Another laugh falls through my internal filters, which surprises the hell out of me again. “Yeah, think I’m all set there.”

“Good. Now. Where were we? What’s going on with you and your mates? You’re separated?”

“They rejected me after I fell pregnant; long story short, they always told me they wanted the kid. They stayed away mostly for the first little bit, visited once when he was a newborn, but I hated it and refused them after that. Messed up and played outside once, feeling free for once, and they showed up to take my kid. So, I did what I had to do and promised I’d do whatever they needed of me to stay in his life; I could handle anything I figured as long as Camden was still mine in some capacity. Working at the club was one of those stipulations; the deal changed when he turned 16. I had to hand more of myself over, but in return I’d be able to see Camden still. I knew he was technically an adult, but I just couldn’t stand the thought of being somewhere he wasn’t.”

“And he couldn’t have visited you why?”

“His fathers are very…persuasive. It only took a few years of us living with them for Camden to start treating me differently. I think that’s why I hate them the most. Out of all the shit they’ve put me through, that’s my biggest regret.

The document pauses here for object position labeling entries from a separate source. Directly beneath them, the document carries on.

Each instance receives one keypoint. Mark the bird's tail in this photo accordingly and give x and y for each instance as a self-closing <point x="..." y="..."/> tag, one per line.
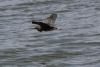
<point x="33" y="22"/>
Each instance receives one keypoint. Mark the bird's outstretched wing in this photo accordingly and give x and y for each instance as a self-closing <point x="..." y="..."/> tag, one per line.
<point x="41" y="24"/>
<point x="51" y="20"/>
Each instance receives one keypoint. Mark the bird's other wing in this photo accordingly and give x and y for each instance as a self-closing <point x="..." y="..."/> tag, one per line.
<point x="51" y="20"/>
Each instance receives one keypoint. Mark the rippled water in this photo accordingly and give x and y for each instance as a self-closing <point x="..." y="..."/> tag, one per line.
<point x="77" y="45"/>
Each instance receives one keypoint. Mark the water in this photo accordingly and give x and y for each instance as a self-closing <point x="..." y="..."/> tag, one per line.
<point x="77" y="45"/>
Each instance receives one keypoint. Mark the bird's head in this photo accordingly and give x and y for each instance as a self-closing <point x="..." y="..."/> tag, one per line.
<point x="38" y="28"/>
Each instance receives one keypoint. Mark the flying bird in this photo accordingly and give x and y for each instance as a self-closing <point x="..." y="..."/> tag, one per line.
<point x="48" y="24"/>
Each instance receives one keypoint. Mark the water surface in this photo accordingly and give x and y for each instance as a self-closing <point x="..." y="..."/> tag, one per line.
<point x="77" y="45"/>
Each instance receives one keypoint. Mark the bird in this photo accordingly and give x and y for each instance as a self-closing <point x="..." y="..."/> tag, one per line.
<point x="48" y="24"/>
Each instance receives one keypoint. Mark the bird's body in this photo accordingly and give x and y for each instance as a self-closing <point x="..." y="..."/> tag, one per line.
<point x="46" y="26"/>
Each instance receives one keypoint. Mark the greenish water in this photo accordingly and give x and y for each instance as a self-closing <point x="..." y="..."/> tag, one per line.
<point x="77" y="45"/>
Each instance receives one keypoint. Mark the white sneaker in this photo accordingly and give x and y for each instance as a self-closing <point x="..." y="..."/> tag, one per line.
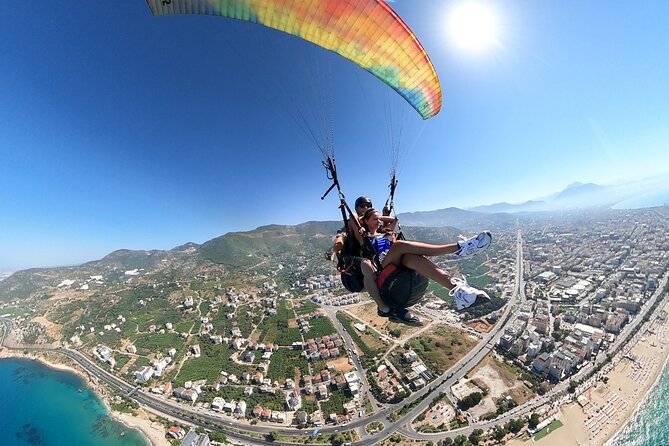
<point x="465" y="295"/>
<point x="472" y="246"/>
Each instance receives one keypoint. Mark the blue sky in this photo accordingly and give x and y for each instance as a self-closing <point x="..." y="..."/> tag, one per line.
<point x="124" y="130"/>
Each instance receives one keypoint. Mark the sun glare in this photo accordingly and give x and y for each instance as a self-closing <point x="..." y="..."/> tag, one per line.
<point x="472" y="26"/>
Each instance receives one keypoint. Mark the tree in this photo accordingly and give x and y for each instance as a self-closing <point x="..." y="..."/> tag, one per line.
<point x="460" y="440"/>
<point x="534" y="421"/>
<point x="470" y="400"/>
<point x="500" y="432"/>
<point x="337" y="439"/>
<point x="475" y="436"/>
<point x="515" y="425"/>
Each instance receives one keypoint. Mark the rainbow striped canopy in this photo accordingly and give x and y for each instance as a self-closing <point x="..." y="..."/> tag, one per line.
<point x="367" y="32"/>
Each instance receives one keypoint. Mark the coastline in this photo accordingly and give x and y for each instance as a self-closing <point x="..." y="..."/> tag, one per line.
<point x="153" y="431"/>
<point x="606" y="408"/>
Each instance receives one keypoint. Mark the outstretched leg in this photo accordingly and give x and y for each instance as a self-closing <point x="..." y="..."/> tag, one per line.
<point x="426" y="268"/>
<point x="404" y="247"/>
<point x="465" y="295"/>
<point x="369" y="279"/>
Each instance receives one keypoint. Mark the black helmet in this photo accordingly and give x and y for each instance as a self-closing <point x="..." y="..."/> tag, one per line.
<point x="363" y="200"/>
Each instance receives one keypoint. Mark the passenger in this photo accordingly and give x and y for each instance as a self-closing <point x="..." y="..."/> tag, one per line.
<point x="379" y="230"/>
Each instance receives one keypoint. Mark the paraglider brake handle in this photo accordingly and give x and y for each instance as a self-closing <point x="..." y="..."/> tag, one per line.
<point x="331" y="173"/>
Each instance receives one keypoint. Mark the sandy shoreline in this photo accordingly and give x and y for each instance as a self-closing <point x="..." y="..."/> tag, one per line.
<point x="153" y="431"/>
<point x="606" y="407"/>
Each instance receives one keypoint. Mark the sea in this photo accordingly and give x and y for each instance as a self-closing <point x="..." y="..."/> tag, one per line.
<point x="649" y="425"/>
<point x="42" y="406"/>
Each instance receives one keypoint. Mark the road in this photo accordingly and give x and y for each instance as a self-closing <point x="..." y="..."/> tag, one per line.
<point x="211" y="421"/>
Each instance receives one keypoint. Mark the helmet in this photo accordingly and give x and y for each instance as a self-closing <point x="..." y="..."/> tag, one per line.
<point x="363" y="200"/>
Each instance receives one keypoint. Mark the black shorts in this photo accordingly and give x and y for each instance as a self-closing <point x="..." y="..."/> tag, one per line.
<point x="352" y="278"/>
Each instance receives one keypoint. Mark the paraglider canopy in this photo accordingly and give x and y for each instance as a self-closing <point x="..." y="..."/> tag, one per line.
<point x="367" y="32"/>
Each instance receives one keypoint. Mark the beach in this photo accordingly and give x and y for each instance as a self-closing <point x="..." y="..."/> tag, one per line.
<point x="600" y="411"/>
<point x="152" y="430"/>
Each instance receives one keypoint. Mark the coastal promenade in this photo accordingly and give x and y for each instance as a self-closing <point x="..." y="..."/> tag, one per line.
<point x="255" y="433"/>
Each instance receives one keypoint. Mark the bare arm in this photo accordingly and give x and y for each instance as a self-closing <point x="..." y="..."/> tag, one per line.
<point x="355" y="226"/>
<point x="389" y="222"/>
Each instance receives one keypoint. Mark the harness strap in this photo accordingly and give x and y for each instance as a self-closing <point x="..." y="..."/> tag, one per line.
<point x="384" y="273"/>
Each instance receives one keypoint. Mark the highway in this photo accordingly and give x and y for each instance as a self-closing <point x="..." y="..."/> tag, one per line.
<point x="244" y="432"/>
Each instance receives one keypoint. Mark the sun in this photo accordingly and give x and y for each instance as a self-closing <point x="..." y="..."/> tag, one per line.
<point x="472" y="26"/>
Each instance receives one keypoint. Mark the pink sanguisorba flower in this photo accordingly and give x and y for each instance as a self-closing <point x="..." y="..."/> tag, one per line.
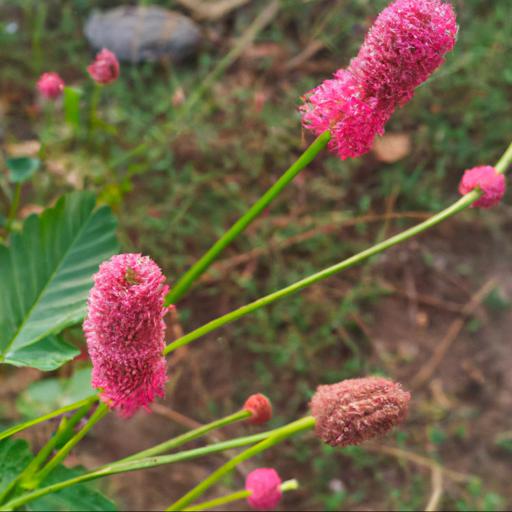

“But I figured I had made the dancing work that long, what was a little bit more? The contract…was so stupid. But I was desperate.”

When I don’t say anything else, lost to bad memories and suddenly exhausted, Beckett fills in for me. “She had my phone. Camden led me right to her and tried to keep me out of her room…but guys, they had her locked in a dog kennel. It was a big one, granted, but it was still a fucking kennel. There was even a fucking dog bowl for water. I couldn’t leave her there. You get that, right? Camden fought me on letting her leave, had to convince her a fair bit too, but I told her we could help her.”